CHARLESTON, W.Va. - Josh Zeeger is ranked first academically in the 2012 Capital High School senior class, but he was the fourth-to-last student to receive a diploma at Monday night's graduation ceremony.
He shook hands with Principal Clinton Giles, took his diploma, and approached a point where all students were being photographed.
Then, a la Clark Kent, he ripped open his robe to reveal a t-shirt with bright blue letters that read "Cap Senior Class." As he marched out of the room, the rest of the Capital seniors erupted. One student gave him a hug, and others whooped and hollered.
Zeeger was one of 21 students originally banned from participating in graduation for wearing the shirt on the last day of school. Giles said last week that the shirt should not be worn because it abbreviated the word "Capital" and bore the image of a paw print, instead of the official leaping-cougar school mascot.

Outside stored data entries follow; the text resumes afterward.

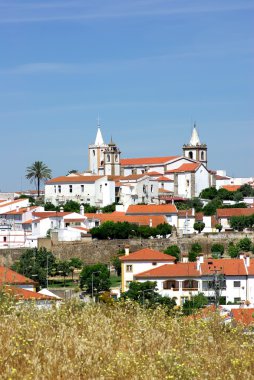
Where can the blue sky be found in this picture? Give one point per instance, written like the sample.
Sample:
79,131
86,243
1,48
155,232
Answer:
150,68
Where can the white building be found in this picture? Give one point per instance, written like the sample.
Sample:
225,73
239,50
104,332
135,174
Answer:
94,190
183,280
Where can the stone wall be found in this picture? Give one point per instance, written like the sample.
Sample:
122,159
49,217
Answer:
103,250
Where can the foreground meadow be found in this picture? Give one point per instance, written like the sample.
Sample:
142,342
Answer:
120,341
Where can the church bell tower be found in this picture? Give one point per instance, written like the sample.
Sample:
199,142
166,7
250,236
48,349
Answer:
195,150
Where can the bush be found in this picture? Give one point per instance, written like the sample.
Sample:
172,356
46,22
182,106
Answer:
217,248
173,250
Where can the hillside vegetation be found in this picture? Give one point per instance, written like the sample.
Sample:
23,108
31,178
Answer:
120,341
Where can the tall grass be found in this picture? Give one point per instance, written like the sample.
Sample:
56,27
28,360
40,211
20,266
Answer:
122,341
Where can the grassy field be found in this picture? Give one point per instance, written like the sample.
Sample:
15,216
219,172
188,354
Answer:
121,341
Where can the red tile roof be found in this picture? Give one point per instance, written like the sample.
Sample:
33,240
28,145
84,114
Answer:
151,209
229,267
243,316
143,220
185,168
147,160
228,212
183,213
74,179
164,179
23,294
231,187
147,254
8,276
169,270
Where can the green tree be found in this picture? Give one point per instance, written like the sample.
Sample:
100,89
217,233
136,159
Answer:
145,294
98,275
35,264
217,250
194,303
163,229
76,262
218,227
38,172
199,226
72,206
117,263
173,250
209,193
233,250
245,244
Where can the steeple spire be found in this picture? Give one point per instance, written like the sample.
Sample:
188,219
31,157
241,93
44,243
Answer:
194,141
99,139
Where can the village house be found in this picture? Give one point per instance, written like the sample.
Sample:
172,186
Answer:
185,279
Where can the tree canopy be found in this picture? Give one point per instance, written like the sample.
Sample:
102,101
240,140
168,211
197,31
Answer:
38,172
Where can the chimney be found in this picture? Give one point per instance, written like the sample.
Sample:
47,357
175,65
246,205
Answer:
127,250
247,260
82,210
200,260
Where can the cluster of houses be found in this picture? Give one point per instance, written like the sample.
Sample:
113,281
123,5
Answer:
21,225
182,280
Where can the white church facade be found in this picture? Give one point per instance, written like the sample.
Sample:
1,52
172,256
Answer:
129,181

Although a Monday morning discussion between Superintendent Ron Duerring and Giles allowed the students to walk, that was not enough.
"It was a simple shirt," Zeeger said in the lobby of the Charleston Civic Center. "There was no reason we have been told not to wear it."
While Zeeger's 90-second display was the only sign of what Giles had called an "insurrection" relating to the banned t-shirt, it seemed to be the only thing students and families were talking about in the lobby following the two-hour ceremony.
"I thought it was in gross poor taste, reflective of a level of immaturity that does not surprise me," Giles said following the ceremony. "What astounds me was how many people in the audience seemed to be pleased with that display."
Attendees cheered and conversed throughout the event - something Giles also found disrespectful - but they positively belted their approval following Zeeger's display. Zeeger, who's also the vice president of the honor society, said he did it because he has the right to protest a decision with which he doesn't agree.
Zeeger said he didn't tell anyone his plan. Noah Moody, senior class president and creator of the t-shirt, said he had no idea. But after graduation Moody said the end of the ceremony was his favorite part.
Other students approached him after the ceremony as well; the students spoke only of Zeeger's display and the look on Giles' face.